PostgreSQL hot standby feedback. How it works.

From time to time, people come to us with a problem, „Our queries cancelled on standby servers, and we enabled hot_standby_feedback, but queries on standby get cancelled. Why?“. Indeed, after reading the documentation, it may seem that the feedback solves query cancelling problems, and if it is enabled the conflicts will disappear. However, this is not true. In this article we take a look at the feedback, how it works and which problems it is intended to solve.
To begin with let us turn to the official documentation:
hot_standby_feedback – Specifies whether or not a hot standby will send feedback to the primary or upstream standby about queries currently executing on the standby. This parameter can be used to eliminate query cancels caused by cleanup records, but can cause database bloat on the primary for some workloads. Feedback messages will not be sent more frequently than once per wal_receiver_status_interval. The default value is off. This parameter can only be set in the postgresql.conf file or on the server command line.
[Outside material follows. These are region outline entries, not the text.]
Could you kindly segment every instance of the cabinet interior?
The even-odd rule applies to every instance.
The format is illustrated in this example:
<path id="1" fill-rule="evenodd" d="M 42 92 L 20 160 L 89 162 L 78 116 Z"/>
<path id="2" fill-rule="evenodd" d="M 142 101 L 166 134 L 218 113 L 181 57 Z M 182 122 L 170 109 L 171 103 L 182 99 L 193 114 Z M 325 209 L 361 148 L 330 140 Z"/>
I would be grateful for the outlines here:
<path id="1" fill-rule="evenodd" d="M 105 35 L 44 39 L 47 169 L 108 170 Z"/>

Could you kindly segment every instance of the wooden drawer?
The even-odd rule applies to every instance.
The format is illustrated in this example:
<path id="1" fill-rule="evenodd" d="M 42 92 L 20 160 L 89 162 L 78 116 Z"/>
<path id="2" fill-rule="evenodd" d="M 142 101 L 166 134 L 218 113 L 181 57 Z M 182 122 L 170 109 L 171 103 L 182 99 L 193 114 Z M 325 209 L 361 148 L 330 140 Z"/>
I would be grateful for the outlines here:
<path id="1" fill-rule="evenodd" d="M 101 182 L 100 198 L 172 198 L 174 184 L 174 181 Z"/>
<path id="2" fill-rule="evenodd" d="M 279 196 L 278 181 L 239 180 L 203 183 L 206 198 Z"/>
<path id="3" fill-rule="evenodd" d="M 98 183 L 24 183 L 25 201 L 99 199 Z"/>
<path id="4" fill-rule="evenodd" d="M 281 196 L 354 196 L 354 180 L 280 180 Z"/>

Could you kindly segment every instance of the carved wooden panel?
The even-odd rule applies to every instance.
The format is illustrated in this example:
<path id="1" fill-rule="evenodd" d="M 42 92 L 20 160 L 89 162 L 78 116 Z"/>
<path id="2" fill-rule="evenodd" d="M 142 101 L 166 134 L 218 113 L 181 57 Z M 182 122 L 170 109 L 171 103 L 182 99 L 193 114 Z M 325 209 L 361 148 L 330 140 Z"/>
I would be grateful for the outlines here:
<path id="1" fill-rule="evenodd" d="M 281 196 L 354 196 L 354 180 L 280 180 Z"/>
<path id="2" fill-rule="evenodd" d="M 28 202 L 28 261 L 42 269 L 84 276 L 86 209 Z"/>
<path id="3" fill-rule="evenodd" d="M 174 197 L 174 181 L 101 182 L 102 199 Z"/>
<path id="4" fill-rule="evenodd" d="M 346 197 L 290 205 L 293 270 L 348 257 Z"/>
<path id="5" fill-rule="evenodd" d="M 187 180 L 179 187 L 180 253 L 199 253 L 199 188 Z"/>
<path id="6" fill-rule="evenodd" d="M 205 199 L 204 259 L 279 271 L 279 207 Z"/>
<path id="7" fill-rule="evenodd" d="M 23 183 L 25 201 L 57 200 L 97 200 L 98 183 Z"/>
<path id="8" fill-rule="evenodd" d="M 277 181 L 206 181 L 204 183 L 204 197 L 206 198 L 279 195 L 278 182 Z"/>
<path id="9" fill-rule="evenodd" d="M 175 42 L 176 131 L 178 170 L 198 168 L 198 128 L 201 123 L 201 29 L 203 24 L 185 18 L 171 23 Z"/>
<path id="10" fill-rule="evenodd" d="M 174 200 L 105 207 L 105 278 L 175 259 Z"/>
As seen from the description, standby server sends information about queries which are currently running on it. What kind of information? By default the feedback is disabled, in which case wal receiver process sends only information about which parts of the transaction log are written, flushed and replayed (see pg_stat_replication view for details). To send feedback, enable the option and reload postgres.
Now we take a look into postgresql source, particularly on the code of the wal receiver process. This process runs on standby server and receives WALs from master server. We search src/backend/replication/walreceiver.c for the function XLogWalRcvSendHSFeedback. WAL receiver process use this function for sending feedback. It sends feedback only when following conditions are met:

wal_receiver_status_interval parameter is greater than zero;
hot_standby_feedback parameter enabled.

Feedback send interval specified in wal_receiver_status_interval. Before sending feedback the oldest xmin is to be determined: it is the ID of the oldest transaction which executes longer than others transactions (see GetOldestXmin function in src/backend/storage/ipc/procarray.c for details). Note, while searching oldest xmin, PostgreSQL checks all currently running transactions and all logical replication slots. Slots have their own values of xmin and catalog_xmin. Xmin is the oldest transaction ID which retention for this database is needed by this slot. Catalog_xmin is the oldest transaction which affects the system catalogs that should retain in the database for this slot. VACUUM cannot remove tuples deleted by any later transaction.

When the id of the oldest transaction is determined, the vacuum_defer_cleanup_age is subtracted from this value. vacuum_defer_cleanup_age parameter is a means to postpone the VACUUM, it is a parameter in the earlier versions of postgresql that is now replaced by feedback:
vacuum_defer_cleanup_age – Specifies the number of transactions by which VACUUM and HOT updates will defer cleanup of dead row versions. The default is zero transactions, meaning that dead row versions can be removed as soon as possible, that is, as soon as they are no longer visible to any open transaction. You may wish to set this to a non-zero value on a primary server that is supporting hot standby servers, as described in Section 25.5. This allows more time for queries on the standby to complete without incurring conflicts due to early cleanup of rows. However, since the value is measured in terms of number of write transactions occurring on the primary server, it is difficult to predict just how much additional grace time will be made available to standby queries. This parameter can only be set in the postgresql.conf file or on the server command line.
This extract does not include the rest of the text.